Competition in North Carolina legislative, Congress races
RALEIGH, N.C. (AP) — When the filing deadline to run for North Carolina’s congressional and legislative seats arrived Wednesday, Democrats made good on their plans to compete in every corner of the state.
Republicans likewise found candidates to challenge incumbents in Democratic strongholds they often conceded in previous cycles. Libertarians filed for more than 40 positions.
The result? More choices for voters. Unofficial candidate filing data forecast contested elections in November for at least 169 of the 170 General Assembly seats. And 12 of the 13 congressional seats also will have at least two candidates in the fall.
Recent redistricting and energized politics in the state and nation also have helped make some intriguing May primary races.
In 2016, races for more than 70 of the 170 legislative seats were essentially over after the primary because only one party had fielded candidates.
Not so this year. Democrats said their party’s candidates filed for all House and Senate seats. The same is true for Republicans except for one Wilson County House seat. They plan to support an unaffiliated candidate once that person gets the required number of signatures, state GOP Executive Director Dallas Woodhouse said.
WHY SO MANY CANDIDATES?
Democrats, particularly in the House, have been aiming to run everywhere to put pressure on Republicans, who currently hold 110 of the seats. Democrats need to win six more Senate seats or four more House seats to break the Republicans’ veto-proof majority and give more leverage to Democratic Gov. Roy Cooper.
“It’s important to stretch the field and make sure that every Republican had a challenge and to make sure a Democrat had someone to vote for,” said Rep. Graig Meyer of Orange County, a candidate recruiter for the House Democratic Caucus. “That approach is good for democracy.”
Woodhouse said the crowded fields debunk the notion that “somehow Republican-drawn districts are a hindrance to getting people to run for office.” Republicans approved the maps last summer, although several districts still had to be tweaked by federal judges earlier this month.
More than 60 people have signed up to run for North Carolina’s 13 congressional seats, of which Republicans currently hold 10.
Only the 3rd District represented by 12-term GOP Rep. Walter Jones lacks candidates from a second party. But the district’s GOP primary includes Jones and two other candidates for the seat.
The 9th District Republican primary is a rematch between Rep. Robert Pittenger and the Rev. Mark Harris. Pittenger won the 2016 primary over Harris by only 134 votes. Clarence Goins Jr. is also running.

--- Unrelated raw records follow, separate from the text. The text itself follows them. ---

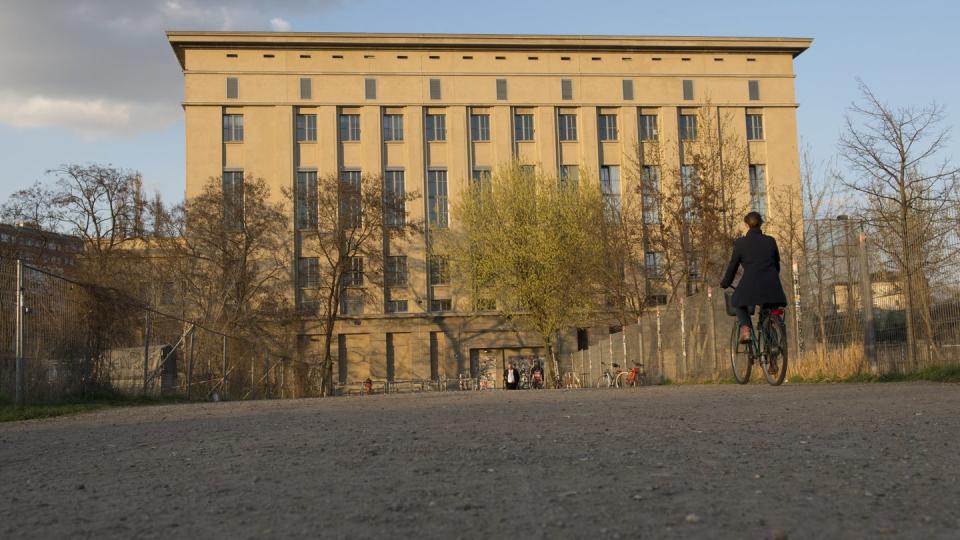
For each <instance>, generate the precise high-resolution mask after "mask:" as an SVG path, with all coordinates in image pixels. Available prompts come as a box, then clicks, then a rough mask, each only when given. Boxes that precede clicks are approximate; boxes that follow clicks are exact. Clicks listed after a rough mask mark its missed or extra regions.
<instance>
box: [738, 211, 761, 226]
mask: <svg viewBox="0 0 960 540" xmlns="http://www.w3.org/2000/svg"><path fill="white" fill-rule="evenodd" d="M743 222H744V223H746V224H747V226H748V227H750V228H751V229H759V228H760V226H761V225H763V216H761V215H760V213H759V212H750V213H749V214H747V215H745V216H743Z"/></svg>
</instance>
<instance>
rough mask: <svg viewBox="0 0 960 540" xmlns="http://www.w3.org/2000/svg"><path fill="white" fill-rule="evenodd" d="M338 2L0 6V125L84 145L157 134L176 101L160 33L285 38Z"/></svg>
mask: <svg viewBox="0 0 960 540" xmlns="http://www.w3.org/2000/svg"><path fill="white" fill-rule="evenodd" d="M341 1H342V0H272V1H264V0H230V1H227V0H136V1H130V0H43V1H34V2H28V1H23V2H2V0H0V3H3V15H2V16H0V51H4V52H3V53H2V54H0V73H3V74H4V77H2V78H0V123H4V124H8V125H11V126H15V127H19V128H31V127H58V126H59V127H63V128H67V129H71V130H74V131H77V132H79V133H81V134H83V135H84V137H87V138H90V137H97V136H101V135H108V134H119V135H124V134H130V133H137V132H143V131H149V130H155V129H159V128H162V127H164V126H166V125H169V123H170V122H172V121H176V120H177V119H178V118H180V116H181V115H182V112H181V111H180V109H179V102H180V100H181V97H182V93H183V90H182V89H183V78H182V76H181V74H180V69H179V65H178V64H177V61H176V58H175V57H174V55H173V51H172V50H171V49H170V46H169V44H167V42H166V37H165V35H164V31H165V30H171V29H172V30H267V29H273V30H275V31H288V30H289V29H290V28H291V23H290V21H291V20H293V19H295V18H296V17H298V16H301V15H315V14H316V13H317V12H318V11H319V10H321V9H324V8H327V7H330V6H332V5H334V4H338V3H340V2H341Z"/></svg>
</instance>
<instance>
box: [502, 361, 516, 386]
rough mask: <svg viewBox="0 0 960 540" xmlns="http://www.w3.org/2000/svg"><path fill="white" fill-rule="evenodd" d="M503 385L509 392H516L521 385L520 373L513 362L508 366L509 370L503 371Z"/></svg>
mask: <svg viewBox="0 0 960 540" xmlns="http://www.w3.org/2000/svg"><path fill="white" fill-rule="evenodd" d="M503 385H504V386H505V387H506V388H507V390H516V389H517V387H518V386H519V385H520V371H518V370H517V368H515V367H513V362H510V363H508V364H507V369H505V370H503Z"/></svg>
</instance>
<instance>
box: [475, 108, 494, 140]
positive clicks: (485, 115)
mask: <svg viewBox="0 0 960 540" xmlns="http://www.w3.org/2000/svg"><path fill="white" fill-rule="evenodd" d="M470 139H471V140H473V141H489V140H490V115H489V114H471V115H470Z"/></svg>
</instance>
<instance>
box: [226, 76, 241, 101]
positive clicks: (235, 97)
mask: <svg viewBox="0 0 960 540" xmlns="http://www.w3.org/2000/svg"><path fill="white" fill-rule="evenodd" d="M239 97H240V81H238V80H237V78H236V77H227V99H237V98H239Z"/></svg>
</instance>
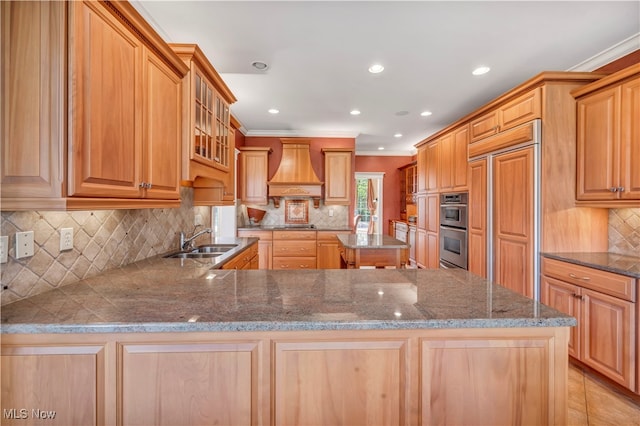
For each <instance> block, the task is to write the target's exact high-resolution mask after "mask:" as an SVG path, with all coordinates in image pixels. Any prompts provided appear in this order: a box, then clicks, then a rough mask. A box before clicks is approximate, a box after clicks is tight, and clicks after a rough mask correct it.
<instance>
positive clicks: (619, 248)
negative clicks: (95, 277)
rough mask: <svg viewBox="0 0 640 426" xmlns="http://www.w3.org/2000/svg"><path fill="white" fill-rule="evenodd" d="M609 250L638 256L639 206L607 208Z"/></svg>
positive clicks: (617, 252) (639, 253)
mask: <svg viewBox="0 0 640 426" xmlns="http://www.w3.org/2000/svg"><path fill="white" fill-rule="evenodd" d="M609 251H610V252H613V253H620V254H626V255H629V256H636V257H638V256H640V208H638V209H610V210H609Z"/></svg>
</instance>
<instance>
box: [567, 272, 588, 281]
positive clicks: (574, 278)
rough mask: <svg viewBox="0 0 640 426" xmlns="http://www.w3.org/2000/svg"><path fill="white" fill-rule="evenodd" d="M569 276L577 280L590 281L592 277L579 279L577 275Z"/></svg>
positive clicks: (569, 273)
mask: <svg viewBox="0 0 640 426" xmlns="http://www.w3.org/2000/svg"><path fill="white" fill-rule="evenodd" d="M569 276H570V277H571V278H573V279H575V280H582V281H589V280H590V279H591V278H590V277H579V276H577V275H576V274H572V273H569Z"/></svg>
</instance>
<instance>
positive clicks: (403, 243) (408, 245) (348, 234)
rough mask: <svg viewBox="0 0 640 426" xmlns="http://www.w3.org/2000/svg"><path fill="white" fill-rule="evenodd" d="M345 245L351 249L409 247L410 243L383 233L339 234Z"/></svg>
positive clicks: (338, 236) (339, 235) (343, 243)
mask: <svg viewBox="0 0 640 426" xmlns="http://www.w3.org/2000/svg"><path fill="white" fill-rule="evenodd" d="M337 237H338V240H340V243H342V245H343V246H345V247H346V248H350V249H362V248H366V249H394V248H399V249H403V248H404V249H408V248H409V244H408V243H405V242H402V241H400V240H397V239H395V238H393V237H390V236H388V235H383V234H374V235H371V234H348V235H338V236H337Z"/></svg>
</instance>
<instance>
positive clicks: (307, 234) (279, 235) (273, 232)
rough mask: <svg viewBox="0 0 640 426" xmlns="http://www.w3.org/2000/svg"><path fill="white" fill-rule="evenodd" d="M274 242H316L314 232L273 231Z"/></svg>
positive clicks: (301, 231) (315, 235)
mask: <svg viewBox="0 0 640 426" xmlns="http://www.w3.org/2000/svg"><path fill="white" fill-rule="evenodd" d="M273 239H274V240H313V241H315V240H316V231H273Z"/></svg>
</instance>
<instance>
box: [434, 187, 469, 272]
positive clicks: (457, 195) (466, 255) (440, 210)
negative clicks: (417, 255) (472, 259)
mask: <svg viewBox="0 0 640 426" xmlns="http://www.w3.org/2000/svg"><path fill="white" fill-rule="evenodd" d="M468 197H469V196H468V194H467V193H466V192H458V193H451V194H441V195H440V267H441V268H446V269H451V268H462V269H467V203H468Z"/></svg>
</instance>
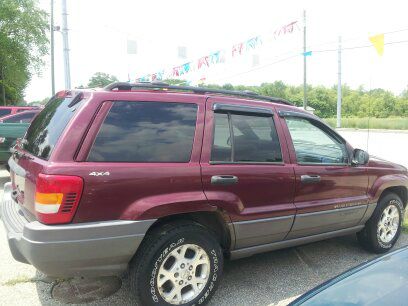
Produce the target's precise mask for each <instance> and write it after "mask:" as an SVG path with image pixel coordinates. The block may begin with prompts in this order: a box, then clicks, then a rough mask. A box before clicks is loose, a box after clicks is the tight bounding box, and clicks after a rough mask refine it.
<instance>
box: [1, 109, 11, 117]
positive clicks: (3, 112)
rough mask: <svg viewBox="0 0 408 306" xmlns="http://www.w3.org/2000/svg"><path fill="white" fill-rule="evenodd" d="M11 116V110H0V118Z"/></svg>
mask: <svg viewBox="0 0 408 306" xmlns="http://www.w3.org/2000/svg"><path fill="white" fill-rule="evenodd" d="M10 114H11V109H0V117H3V116H7V115H10Z"/></svg>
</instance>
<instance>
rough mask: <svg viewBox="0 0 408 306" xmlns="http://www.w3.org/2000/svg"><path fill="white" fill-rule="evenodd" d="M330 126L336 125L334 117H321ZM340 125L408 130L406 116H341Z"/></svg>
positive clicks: (346, 127)
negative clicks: (401, 117) (389, 116)
mask: <svg viewBox="0 0 408 306" xmlns="http://www.w3.org/2000/svg"><path fill="white" fill-rule="evenodd" d="M323 120H324V121H325V122H326V123H327V124H328V125H330V126H331V127H333V128H334V127H336V123H337V119H336V118H325V119H323ZM341 126H342V127H343V128H353V129H367V128H368V127H370V129H383V130H408V117H405V118H400V117H390V118H368V117H360V118H357V117H352V118H342V119H341Z"/></svg>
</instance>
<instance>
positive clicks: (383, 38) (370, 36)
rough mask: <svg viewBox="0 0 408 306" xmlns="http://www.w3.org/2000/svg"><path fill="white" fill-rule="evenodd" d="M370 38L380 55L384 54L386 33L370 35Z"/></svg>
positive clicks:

LEGISLATIVE RACES TO WATCH
GOP Sens. Shirley Randleman of Wilkes County and Deanna Ballard of Watauga County were drawn into the same district. Neither incumbent decided to step aside, so they are running against each other. Two other Senate GOP incumbents — Joyce Krawiec of Forsyth County and Dan Barrett of Davie County — also are competing for the same seat. A third person is also in that GOP primary.
Sen. Dan Bishop of Mecklenburg County, a chief proponent of North Carolina’s “bathroom bill” involving transgender people, faces GOP primary challenger Beth Monaghan, who wants to make Bishop’s support of House Bill 2 a key issue. The law has been partially repealed.
Three House Republicans — Reps. Bob Steinburg of Chowan County, Sam Watford of Davidson County and Carl Ford of Rowan County — are trying to make the jump to the Senate.
Former House Majority Leader Toby Fitch Jr. of Wilson County is running for a new Senate district where he’s the likely favorite. Fitch has been a Superior Court judge since late 2001 but will reach the mandatory judicial retirement age later this year.
And ex-Sen. Bob Rucho, an architect of the General Assembly’s redistricting and tax overhaul plans this decade, filed for a Senate district without an incumbent in Yadkin and Iredell counties. He is one of four candidates in that GOP primary.
Primary elections are May 8 for Congress and the General Assembly, as well as for county posts and district attorneys. In-person early voting begins April 19.
WHAT ABOUT JUDGES?
The legislature passed a law last fall cancelling this year’s primaries for trial and appeals court candidates. A lawsuit challenging the cancellation is pending, but the law is still being enforced. A filing period to get on the November ballot for these races begins June 18.